CB CHRIS SANDERS, TUCKER
- On his expectations for the season: “All we want to do is come in and help and contribute to the team and just help win a championship. In the secondary, if somebody goes down, we want to be there to help make plays and just getting playing where we can to help get this championship.”
- On impact of “Dream Team:” “I think we are the real deal. I’m not just saying the Dream Team, I’m talking about Georgia period. I think we’re all good. But we do have a lot of skill guys with talent coming in with the Dream Team that are going to help this team win a championship. That’s really all we want to do, just come together and help out.”
- On advice of lettermen: “They just said come out here and get into the playbook right away, right away. They’ve been real helpful. So I’m just trying to get in the playbook every night. We didn’t really expect all these meetings and stuff like that. But it’s all right; it’s college. We’ve got to deal with it. At the end of the day, it’ll work out.”
- Has their been any type of freshmen initiations: “They were talking about cutting all our hair off or we’re going to have to go to class in shirts and high heels. But I think they were just fooling around.”
LB AMARLO HERRERA, COLLEGE PARK
- On working with the No. 2 defense: “Im just trying to do what I can do to help the team. I ain’t worried about whether I play or whether a walkon plays or second strong or third string. I’m just trying to get in and help the team. If they need me they’ll put me in.”
- On playing UGA football: “Really you have to convince yourself you can play every day, because if you get down on yourself then you won’t practice good, you’ll start thinking negative and you’ll start talking about people and you’ll feel like you’re a victim if you don’t think you can compete. I haven’t surprised myself. I’m really just trying to work hard and learn the plays.”

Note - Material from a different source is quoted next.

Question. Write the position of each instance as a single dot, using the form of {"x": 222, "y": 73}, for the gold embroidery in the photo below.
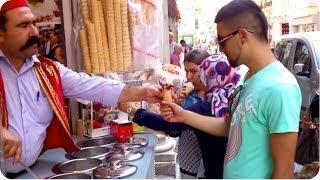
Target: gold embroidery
{"x": 52, "y": 96}
{"x": 51, "y": 71}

- On learning the defense: “There’s a lot to learn because Coach Grantham,came from the NFL and it’s an NFL-type defense. Really it’s about studying and knowing what you’ve got to do in different formations and just knowing itlike the back of your hand.
S COREY MOORE, GRIFFIN
- On speed of SEC game: “It was the first day we were in helmets and they did a play-action pass. Orson Charles, he came in and acted like he was blocking and he came back out and he crossed my face and he swiped my helmet when he went by. I was like, ‘dog, he moved past me pretty fast.’ I was like, ‘man where’d he come from?’ That kind of woke me up then. I thought,’ man, I’ve got to get ready. I’ve got to move a little faster.’ Ever since then I’ve been on it.
- On playing safety: “The safety position is like the quarterback of the defense. You have to know all the audibles, what the cornerbacks are doing, the middle linebackers. You just have to know your stuff. Sometimes I had to help the cornerback with his plays and stuff like that. Every formation I have to holler out calls to the cornerbacks and let them know and then translate that to the middle linebacker so we can all be on one page. The big playbook we have, it’s been pretty hard. But I’ve been sitting down every day going over it and I feel like I’m starting to get the hang of it.”